Security researchers warn that patching critical vulnerabilities allowing network access is insufficient to defend against ransomware attacks.
Some gangs exploit loopholes to plan a backdoor while the window of opportunity exists and may return long after the victim has applied the necessary security updates.
One case is a Lorenz ransomware attack that ended months after hackers gained access to the victim’s network using an exploit for a critical bug in a phone system.
Backdoor planted before security update
During an incident response engagement following a Lorenz ransomware attack, researchers from global intelligence and cybersecurity consulting firm S-RM determined that hackers penetrated the victim’s network five months prior to start moving laterally, stealing data and encrypting systems.
S-RM determined that hackers gained initial access by exploiting CVE-2022-29499, a Critical Vulnerability in Mitel Telephony Infrastructurewhich allows remote code execution.
The security issue was discovered last year during a CrowdStrike Services investigation into “a suspected ransomware intrusion attempt”. At that time, the vendor was unaware of the vulnerability and a to fix was yet to come.
S-RM researchers found that although their client applied the patch for CVE-2022-29499 in July, Lorenz ransomware hackers moved faster and exploited the vulnerability, and planted a backdoor a week before. the update that fixed the problem.
“They exploited vulnerabilities in two Mitel PHP pages on a CentOS system at the network perimeter, which allowed them to fetch a web shell from their own infrastructure and install it on the system” – S-RM
Although no vulnerable pages remained on the system, forensic analysis revealed that they were last accessed when the threat actor’s web shell was created on the victim machine.
The hackers tried to hide the backdoor by naming it “twitter_icon_>” and placed it in a legitimate location directory on the system.
The web shell is a single line of PHP code that listens for HTTP POST requests with two parameters: “id”, which together with the random string acts as credentials for system access, and “img”, which includes the commands to run. .
For five months, the web shell sat idle on the victim’s network.

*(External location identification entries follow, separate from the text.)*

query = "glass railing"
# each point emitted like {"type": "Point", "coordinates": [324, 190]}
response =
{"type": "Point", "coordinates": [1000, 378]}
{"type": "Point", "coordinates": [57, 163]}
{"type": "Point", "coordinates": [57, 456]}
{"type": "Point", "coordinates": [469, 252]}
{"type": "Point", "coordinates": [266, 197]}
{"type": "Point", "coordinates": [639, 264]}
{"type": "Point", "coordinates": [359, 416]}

When hackers were ready to follow up on the attack, they used the backdoor and deployed Lorenz ransomware within 48 hours.
Check the intrusion before applying the critical bug fix
S-RM researchers say the long period of inactivity could suggest that the ransomware group bought its access to the victim’s network from a broker.
Another theory is that the Lorenz gang is organized enough to have a dedicated branch that gets initial access and protects it from possible hijacking by other intruders.
S-RM researchers Tim Geschwindt and Ailsa Wood say that threat actors usually take full advantage of a new vulnerability and attempt to find and compromise as many unpatched systems on the Internet only to return later to continue the attack.
They “assess that Lorenz is actively reverting to old backdoors, verifying that they still have access to them and using them to launch ransomware attacks.”
For this reason, the two researchers note that updating software to the latest version at the right time is always an important step in defending the network, but in the event of critical vulnerabilities, companies should also check their environment for attempts. exploitation and possible intrusions.
Examining logs, looking for unauthorized access or behavior, and checking network monitoring data for unexpected traffic could reveal an intrusion that would survive a security update.